Right-of-Way Use Agreements
Right-of-way (ROW) Use Agreements are a form of value capture that involve the sale or lease of development above, below, or adjacent to transportation ROW or real properties. 1 In active real estate markets, development rights are often transferred from historic properties to nearby properties. This practice can also be applied with highway or transit ROW. When this is the case, new developments are often built on platforms erected above the highway or transit facility or in caverns excavated below them. While there is added cost in making these preparations, ROW Use Agreements associated with transit or highway facilities are often attractive to investors because they enable the construction of new development in prime, center-city locations without demolishing other properties or displacing current residents. These opportunities create new development sites in urban core locations that would not otherwise be able to support new construction.
Highway and transit agencies in the United States have used four models for extracting value from ROW Use Agreements: 2
- One-time, upfront lease payments
- Long- and short-term leases that provide access to land and air space for a specified period of time, usually with renewal options
- Direct sale where the public sponsor sells the land and development rights outright to a private developer, who then provides a long-term or perpetual easement to the transit agency or highway authority through or below the property
- Sale of the development rights above the property with a grant of easement where the land owner gives a non-possessory interest to the developer to use the development rights and have access to the ground for construction
Bonds may be required to protect the public agency in the event that the private sector investor fails to complete or abandons the improvement.

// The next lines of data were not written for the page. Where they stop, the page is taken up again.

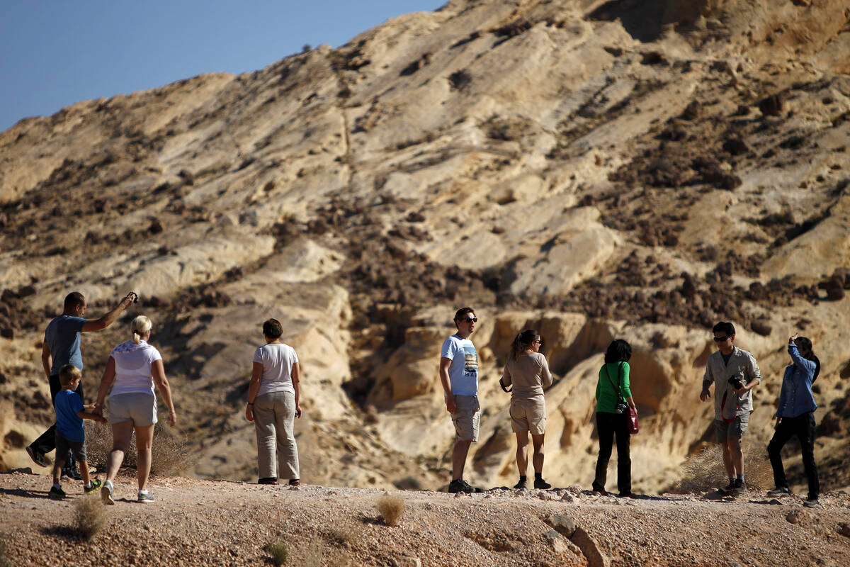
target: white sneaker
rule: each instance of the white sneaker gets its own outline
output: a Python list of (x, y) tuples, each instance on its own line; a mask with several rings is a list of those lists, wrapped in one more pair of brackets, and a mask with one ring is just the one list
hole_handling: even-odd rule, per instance
[(115, 500), (112, 498), (112, 483), (109, 480), (104, 480), (104, 485), (100, 487), (100, 502), (104, 504), (115, 504)]

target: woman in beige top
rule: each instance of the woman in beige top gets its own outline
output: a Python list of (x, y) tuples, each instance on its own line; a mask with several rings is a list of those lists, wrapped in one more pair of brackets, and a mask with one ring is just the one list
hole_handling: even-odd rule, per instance
[(534, 487), (547, 490), (552, 485), (543, 480), (543, 435), (546, 433), (546, 400), (543, 388), (552, 384), (552, 373), (546, 357), (540, 353), (540, 334), (534, 329), (523, 331), (511, 344), (511, 355), (505, 364), (499, 383), (511, 390), (511, 428), (517, 434), (517, 468), (519, 482), (513, 488), (525, 488), (528, 468), (529, 432), (534, 455)]

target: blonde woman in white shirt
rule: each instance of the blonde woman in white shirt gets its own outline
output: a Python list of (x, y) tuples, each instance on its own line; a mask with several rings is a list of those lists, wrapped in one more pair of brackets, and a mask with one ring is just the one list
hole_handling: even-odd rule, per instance
[(301, 480), (294, 428), (301, 417), (301, 372), (295, 349), (280, 342), (282, 334), (276, 319), (263, 323), (266, 343), (254, 352), (245, 418), (257, 432), (258, 482), (276, 485), (278, 478), (288, 477), (289, 485), (297, 486)]
[(162, 356), (148, 344), (151, 326), (150, 320), (144, 315), (133, 320), (130, 324), (133, 339), (112, 349), (100, 380), (94, 411), (103, 413), (104, 400), (109, 393), (109, 422), (112, 424), (112, 451), (106, 462), (106, 479), (100, 489), (100, 498), (105, 504), (115, 504), (112, 482), (124, 461), (133, 432), (136, 434), (136, 476), (139, 480), (137, 497), (139, 502), (154, 502), (146, 486), (150, 474), (154, 426), (157, 421), (155, 386), (168, 408), (169, 424), (173, 427), (177, 423)]

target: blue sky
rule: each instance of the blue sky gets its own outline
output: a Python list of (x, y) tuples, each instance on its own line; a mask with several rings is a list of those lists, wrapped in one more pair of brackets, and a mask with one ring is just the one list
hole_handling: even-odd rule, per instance
[(88, 99), (339, 47), (445, 0), (0, 0), (0, 132)]

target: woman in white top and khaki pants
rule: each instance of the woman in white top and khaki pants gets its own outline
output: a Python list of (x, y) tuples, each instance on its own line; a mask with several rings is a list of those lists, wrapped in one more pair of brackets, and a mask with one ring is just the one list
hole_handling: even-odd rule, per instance
[[(245, 418), (257, 432), (258, 482), (276, 485), (278, 478), (301, 484), (295, 418), (301, 417), (298, 357), (280, 342), (283, 326), (276, 319), (263, 323), (266, 343), (254, 352)], [(275, 459), (275, 447), (277, 458)]]
[(105, 504), (115, 504), (112, 481), (124, 461), (133, 431), (136, 433), (138, 499), (140, 502), (154, 502), (146, 485), (150, 474), (154, 425), (157, 421), (155, 385), (168, 408), (169, 424), (173, 427), (177, 423), (162, 356), (147, 343), (150, 338), (150, 320), (144, 315), (133, 320), (130, 324), (133, 340), (122, 343), (112, 349), (100, 380), (94, 412), (103, 414), (104, 400), (109, 394), (109, 422), (112, 424), (112, 451), (106, 463), (106, 479), (100, 489), (100, 497)]

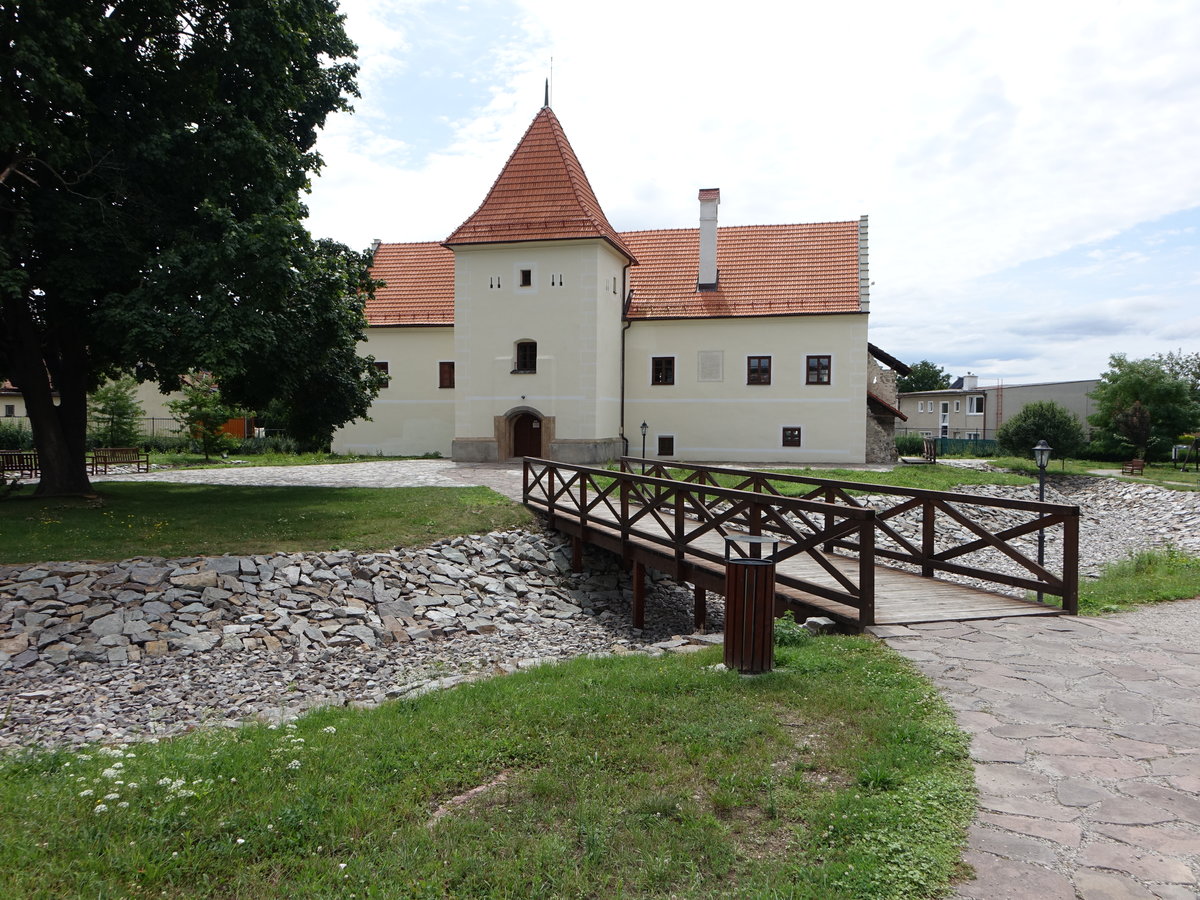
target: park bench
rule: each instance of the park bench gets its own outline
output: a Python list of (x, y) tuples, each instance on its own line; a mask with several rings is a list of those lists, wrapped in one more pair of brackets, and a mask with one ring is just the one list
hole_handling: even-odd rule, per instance
[(35, 479), (38, 472), (36, 450), (0, 450), (0, 474)]
[(134, 472), (150, 472), (150, 454), (136, 446), (97, 446), (91, 451), (91, 474), (108, 474), (109, 466), (132, 466)]

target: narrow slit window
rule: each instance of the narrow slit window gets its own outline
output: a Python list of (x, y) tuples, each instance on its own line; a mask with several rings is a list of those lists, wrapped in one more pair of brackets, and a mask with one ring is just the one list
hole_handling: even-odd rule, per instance
[(530, 374), (538, 371), (538, 342), (517, 341), (517, 358), (514, 373)]
[(805, 384), (829, 384), (833, 379), (833, 356), (809, 356), (805, 372)]
[(770, 384), (770, 356), (746, 356), (746, 384)]
[(674, 356), (650, 359), (650, 384), (674, 384)]

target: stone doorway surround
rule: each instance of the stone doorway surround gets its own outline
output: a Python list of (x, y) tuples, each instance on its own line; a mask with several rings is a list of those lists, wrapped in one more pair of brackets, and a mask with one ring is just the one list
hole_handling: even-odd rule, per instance
[[(517, 427), (520, 422), (536, 422), (538, 427), (532, 428), (534, 432), (540, 432), (540, 449), (536, 455), (546, 456), (550, 452), (550, 448), (553, 446), (554, 442), (554, 416), (542, 415), (540, 410), (533, 407), (514, 407), (508, 410), (504, 415), (498, 415), (494, 419), (496, 428), (496, 444), (499, 460), (511, 460), (517, 454)], [(524, 456), (524, 454), (520, 454)]]

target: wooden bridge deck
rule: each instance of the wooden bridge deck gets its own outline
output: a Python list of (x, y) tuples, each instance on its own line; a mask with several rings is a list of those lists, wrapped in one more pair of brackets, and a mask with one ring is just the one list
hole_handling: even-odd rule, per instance
[[(544, 461), (536, 462), (544, 463)], [(638, 479), (636, 475), (631, 478)], [(634, 502), (622, 506), (613, 502), (589, 499), (586, 491), (582, 497), (575, 498), (577, 502), (574, 504), (562, 502), (564, 497), (568, 499), (571, 497), (571, 492), (566, 490), (550, 500), (547, 497), (553, 497), (553, 491), (539, 497), (536, 491), (528, 488), (528, 484), (527, 479), (526, 503), (548, 512), (552, 527), (571, 535), (577, 559), (582, 544), (592, 544), (622, 556), (634, 565), (635, 620), (644, 613), (644, 586), (641, 583), (644, 568), (664, 571), (677, 581), (696, 586), (697, 624), (703, 622), (706, 592), (725, 593), (726, 535), (738, 532), (745, 534), (746, 529), (718, 527), (704, 530), (701, 527), (702, 517), (684, 516), (682, 512), (674, 515), (671, 506), (667, 508), (667, 515), (646, 515), (648, 506), (653, 504)], [(760, 499), (770, 502), (772, 498)], [(776, 499), (784, 502), (785, 498)], [(977, 503), (978, 498), (972, 498), (971, 502)], [(678, 500), (678, 504), (686, 505), (683, 500)], [(625, 522), (622, 522), (623, 516)], [(630, 528), (631, 521), (637, 523), (635, 528)], [(678, 536), (684, 530), (691, 533), (685, 542)], [(874, 544), (870, 546), (874, 547)], [(850, 628), (869, 624), (965, 622), (1010, 616), (1060, 616), (1073, 612), (1070, 608), (1064, 610), (996, 590), (929, 577), (893, 565), (881, 565), (875, 563), (874, 552), (869, 557), (872, 564), (864, 565), (859, 558), (863, 553), (858, 552), (858, 545), (854, 545), (854, 550), (852, 553), (836, 550), (828, 552), (827, 546), (826, 552), (822, 552), (809, 547), (803, 553), (780, 559), (775, 569), (776, 611), (782, 612), (786, 608), (802, 614), (828, 616)], [(930, 553), (928, 559), (899, 562), (901, 565), (907, 564), (908, 568), (919, 569), (918, 562), (928, 563), (934, 558)], [(955, 566), (942, 563), (938, 568), (953, 570)], [(958, 569), (961, 571), (964, 566)], [(977, 572), (971, 570), (964, 574)], [(853, 588), (858, 595), (842, 599), (840, 594), (845, 594), (847, 584), (852, 584), (856, 580), (858, 583), (854, 583)], [(1050, 581), (1051, 583), (1044, 586), (1049, 593), (1060, 593), (1064, 596), (1069, 593), (1069, 589), (1054, 589), (1052, 576)], [(1069, 578), (1067, 581), (1070, 582)], [(1061, 587), (1062, 582), (1058, 582), (1058, 588)]]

The amount of built space that can be constructed on a ROW Use Agreement parcel is determined by the site's zoning designation. Zoning designations identify both the type of development that is permissible to construct and the amount of space that can be developed using a floor area ratio (FAR) designation. The FAR is the ratio of total amount of allowed built floor area to the square footage of the parcel. When the floor area built on a parcel is less that the maximum permitted, the difference in unused floor area may be transferred to nearby parcels through ROW Use Agreements. Many cities allow development rights to be transferred from smaller landmarked properties to nearby parcels, thereby increasing the gross floor area that may be built there under the zoning code.

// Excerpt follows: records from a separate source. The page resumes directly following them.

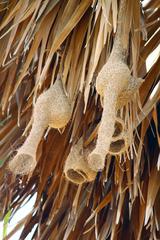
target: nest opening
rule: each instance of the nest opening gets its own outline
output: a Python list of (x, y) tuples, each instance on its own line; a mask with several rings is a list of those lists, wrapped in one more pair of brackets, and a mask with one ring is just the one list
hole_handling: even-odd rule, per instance
[(82, 170), (78, 169), (69, 169), (67, 171), (67, 177), (70, 179), (70, 181), (77, 184), (84, 183), (88, 179), (87, 175)]
[(120, 122), (116, 121), (113, 137), (118, 137), (122, 133), (122, 130), (123, 130), (122, 124)]
[(125, 148), (125, 140), (120, 139), (115, 142), (111, 142), (110, 145), (110, 152), (112, 153), (119, 153)]
[(36, 166), (36, 160), (33, 156), (22, 153), (16, 155), (9, 163), (9, 168), (14, 174), (26, 175), (34, 170)]

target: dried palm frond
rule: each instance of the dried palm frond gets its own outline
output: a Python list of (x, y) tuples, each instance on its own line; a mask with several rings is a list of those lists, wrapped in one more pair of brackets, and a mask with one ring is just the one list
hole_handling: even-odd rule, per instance
[[(145, 2), (126, 0), (121, 19), (126, 64), (132, 80), (139, 79), (136, 95), (114, 115), (103, 171), (94, 172), (94, 181), (77, 186), (66, 179), (64, 166), (79, 139), (84, 152), (96, 146), (103, 121), (96, 84), (114, 49), (120, 1), (1, 1), (0, 218), (8, 212), (14, 215), (37, 194), (33, 211), (5, 239), (21, 226), (20, 239), (31, 230), (32, 239), (41, 240), (160, 238), (159, 55), (146, 68), (150, 54), (159, 51), (160, 6), (159, 0)], [(35, 103), (59, 76), (71, 119), (65, 129), (50, 129), (41, 138), (35, 170), (14, 176), (8, 163), (29, 135)], [(128, 99), (123, 90), (115, 109)], [(123, 151), (126, 133), (129, 151)], [(117, 143), (116, 136), (122, 141)], [(116, 154), (119, 146), (122, 152)]]

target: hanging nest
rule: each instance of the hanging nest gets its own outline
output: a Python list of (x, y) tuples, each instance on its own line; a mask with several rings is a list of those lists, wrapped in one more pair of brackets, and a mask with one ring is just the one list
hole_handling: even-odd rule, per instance
[(10, 161), (9, 168), (14, 174), (25, 175), (36, 166), (36, 151), (45, 129), (63, 128), (71, 118), (71, 106), (62, 83), (57, 80), (46, 92), (42, 93), (35, 104), (31, 132)]

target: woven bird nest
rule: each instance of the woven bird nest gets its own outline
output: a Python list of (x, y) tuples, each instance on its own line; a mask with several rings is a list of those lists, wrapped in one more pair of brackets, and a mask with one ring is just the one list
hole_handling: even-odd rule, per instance
[(57, 80), (46, 92), (42, 93), (35, 104), (31, 132), (18, 149), (16, 156), (9, 163), (14, 174), (28, 174), (36, 166), (36, 151), (45, 129), (63, 128), (71, 117), (71, 106), (62, 83)]

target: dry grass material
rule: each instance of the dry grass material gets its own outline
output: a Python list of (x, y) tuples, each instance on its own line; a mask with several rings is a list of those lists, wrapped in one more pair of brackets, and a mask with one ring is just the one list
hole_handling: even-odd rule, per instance
[[(85, 160), (88, 146), (96, 145), (103, 109), (94, 84), (117, 41), (120, 0), (0, 1), (0, 220), (7, 224), (36, 198), (33, 210), (4, 240), (14, 239), (20, 229), (19, 239), (160, 239), (160, 57), (150, 69), (145, 66), (159, 44), (160, 6), (159, 0), (148, 0), (144, 7), (145, 2), (126, 0), (121, 19), (122, 43), (125, 36), (130, 39), (123, 63), (127, 55), (131, 75), (145, 79), (139, 90), (142, 111), (134, 104), (136, 90), (134, 101), (126, 104), (131, 82), (138, 81), (131, 76), (117, 97), (105, 168), (95, 181), (77, 186), (63, 176), (64, 164), (80, 136), (84, 148), (78, 154), (86, 154)], [(8, 162), (23, 129), (26, 135), (30, 128), (39, 86), (49, 88), (59, 74), (73, 109), (69, 126), (62, 134), (47, 131), (35, 161), (35, 153), (28, 157), (25, 150), (22, 164), (26, 157), (30, 166), (38, 161), (38, 171), (12, 176)], [(123, 153), (129, 143), (124, 144), (125, 137), (133, 144)]]
[(71, 106), (58, 79), (46, 92), (42, 93), (35, 104), (31, 132), (9, 163), (14, 174), (28, 174), (36, 166), (36, 151), (45, 129), (63, 128), (71, 117)]
[[(137, 80), (131, 76), (126, 64), (127, 46), (124, 46), (121, 40), (121, 18), (125, 7), (126, 1), (122, 0), (113, 49), (96, 80), (96, 90), (103, 101), (103, 113), (96, 147), (88, 157), (89, 165), (95, 171), (104, 168), (106, 154), (109, 153), (110, 145), (113, 147), (111, 142), (115, 129), (117, 109), (126, 105), (142, 84), (141, 79)], [(122, 148), (123, 145), (125, 148), (125, 140), (123, 139), (121, 143), (118, 140), (116, 145), (118, 149)], [(115, 143), (114, 149), (116, 150)]]
[(64, 166), (64, 174), (69, 181), (82, 184), (95, 179), (96, 172), (89, 167), (87, 162), (88, 154), (89, 150), (83, 149), (82, 139), (72, 146)]

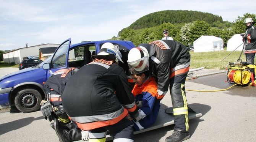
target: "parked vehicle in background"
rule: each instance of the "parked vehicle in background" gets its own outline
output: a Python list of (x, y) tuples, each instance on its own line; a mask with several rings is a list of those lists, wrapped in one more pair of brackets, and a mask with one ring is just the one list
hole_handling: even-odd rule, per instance
[(110, 42), (118, 45), (124, 63), (119, 65), (128, 71), (128, 52), (135, 47), (133, 43), (124, 41), (82, 42), (70, 45), (69, 39), (61, 44), (53, 55), (37, 66), (5, 76), (0, 79), (0, 107), (10, 106), (28, 113), (39, 109), (45, 98), (44, 84), (57, 71), (67, 67), (80, 68), (92, 61), (92, 54), (97, 54), (102, 45)]
[(43, 61), (37, 59), (26, 59), (22, 60), (19, 64), (19, 69), (35, 66), (42, 62)]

With development rights projects above highway ROW, the full FAR is available for transfer to the development partner, as there is no preexisting built space above the site. This may not be the case with development rights projects associated with transit stations where the development may occur directly above the transit station or on nearby parcels. In some situations, there may be no existing zoning designations for transportation rights-of-way. In this case, the site first needs to be zoned in order for the development to take place. Larger projects may also involve site development agreements where the local jurisdiction may agree to alter preexisting zoning designations in order to allow the proposed development project to occur. ROW Use Agreement projects are also helpful to local jurisdictions in that they enable private development that would not otherwise occur, thereby increasing local tax rolls.
23 CFR PARTS 635, 710 AND 810: RIGHT-OF-WAY AND REAL ESTATE
FHWA has amended its regulations governing the acquisition, management, and disposal of real property for transportation programs and projects receiving funding under Title 23. This Federal Register Notice provides these changes. A discussion of changes to Title 23 USC 710.405, ROW Use Agreements is found on pages 70011-12 of the Notice.

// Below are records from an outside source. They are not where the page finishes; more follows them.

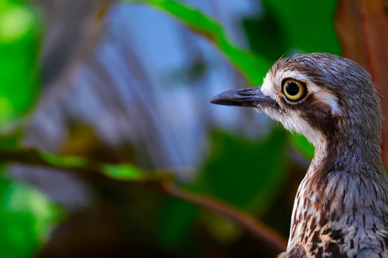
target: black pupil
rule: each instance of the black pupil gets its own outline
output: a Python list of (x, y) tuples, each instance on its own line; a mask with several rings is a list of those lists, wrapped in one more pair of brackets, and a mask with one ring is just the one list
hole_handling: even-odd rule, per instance
[(285, 91), (291, 96), (295, 96), (299, 92), (299, 86), (293, 82), (290, 82), (285, 86)]

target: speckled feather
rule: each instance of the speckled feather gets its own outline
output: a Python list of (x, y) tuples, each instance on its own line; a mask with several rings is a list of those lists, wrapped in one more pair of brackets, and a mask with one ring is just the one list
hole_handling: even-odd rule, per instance
[[(281, 82), (306, 83), (300, 103)], [(388, 183), (381, 158), (382, 114), (370, 75), (333, 55), (294, 55), (276, 62), (262, 91), (278, 103), (264, 111), (315, 145), (296, 194), (287, 251), (281, 258), (388, 258)]]

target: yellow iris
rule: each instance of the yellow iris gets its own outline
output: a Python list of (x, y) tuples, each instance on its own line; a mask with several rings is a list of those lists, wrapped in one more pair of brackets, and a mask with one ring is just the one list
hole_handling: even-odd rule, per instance
[(283, 82), (283, 92), (291, 101), (301, 100), (306, 96), (307, 91), (306, 85), (299, 81), (288, 79)]

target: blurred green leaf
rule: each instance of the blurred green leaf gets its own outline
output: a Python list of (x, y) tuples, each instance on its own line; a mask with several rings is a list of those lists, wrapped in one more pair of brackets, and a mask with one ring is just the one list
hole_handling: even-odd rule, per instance
[(293, 146), (306, 158), (309, 160), (313, 159), (315, 148), (305, 137), (297, 133), (290, 133), (288, 134), (288, 138)]
[[(279, 24), (282, 34), (281, 40), (286, 44), (289, 53), (301, 51), (341, 54), (334, 27), (335, 0), (263, 0), (262, 2), (265, 11), (270, 12)], [(317, 10), (319, 12), (315, 11)]]
[(198, 212), (193, 204), (168, 198), (160, 215), (158, 239), (164, 246), (176, 249), (187, 240), (188, 231), (194, 225)]
[(131, 164), (107, 164), (77, 156), (59, 156), (35, 149), (0, 149), (0, 161), (37, 165), (56, 169), (98, 172), (115, 180), (160, 181), (171, 180), (166, 172), (147, 172)]
[[(286, 140), (286, 132), (278, 129), (256, 141), (213, 131), (210, 155), (196, 185), (238, 207), (260, 214), (287, 176)], [(253, 207), (252, 200), (262, 195), (259, 207)]]
[(0, 257), (32, 257), (60, 217), (58, 207), (25, 185), (0, 179)]
[[(287, 142), (286, 132), (280, 129), (256, 141), (215, 130), (211, 135), (210, 154), (195, 188), (260, 216), (270, 207), (288, 176)], [(217, 228), (217, 232), (214, 227), (210, 228), (215, 237), (228, 232), (238, 235), (228, 227)], [(226, 235), (222, 239), (230, 240)]]
[(199, 10), (170, 0), (122, 0), (122, 2), (144, 3), (162, 10), (213, 42), (248, 80), (252, 86), (261, 85), (272, 64), (232, 43), (220, 23)]
[(0, 128), (30, 110), (39, 92), (38, 18), (16, 1), (0, 4)]

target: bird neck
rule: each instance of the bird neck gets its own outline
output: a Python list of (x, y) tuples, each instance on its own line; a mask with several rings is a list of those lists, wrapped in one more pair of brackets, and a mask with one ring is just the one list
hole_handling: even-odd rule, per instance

Proceeds from the Sale or Lease of Real Property: 23 CFR 156
The Office of General Counsel of the Department of Transportation issued its analysis and opinion of FHWA's interpretation of 23 United States Code Section 156, the use of proceeds from the sale or lease of real property acquired with Federal-aid funds. It affirms FHWA's interpretation and implementing regulations that the Federal share of sale or lease proceeds do not constitute Federal funds, but must be used by a State for projects eligible for funding under Title 23. The analysis validates the position that the use of the proceeds on a subsequent Title 23 project does not create a Federal-aid project.
1 Part 710 of Title 23 (23 CRF 710) ensures the prudent use of Federal funds in the acquisition, management and disposal of real property and requires that private developers pay fair market value to obtain air rights.
2 Using the Economic Value Created by Transportation to Fund Transportation, Sharada R. Vidali, National Cooperative Highway Research Program Synthesis 459, Transportation Research Board: Washington, D.C., 2014, p. 24.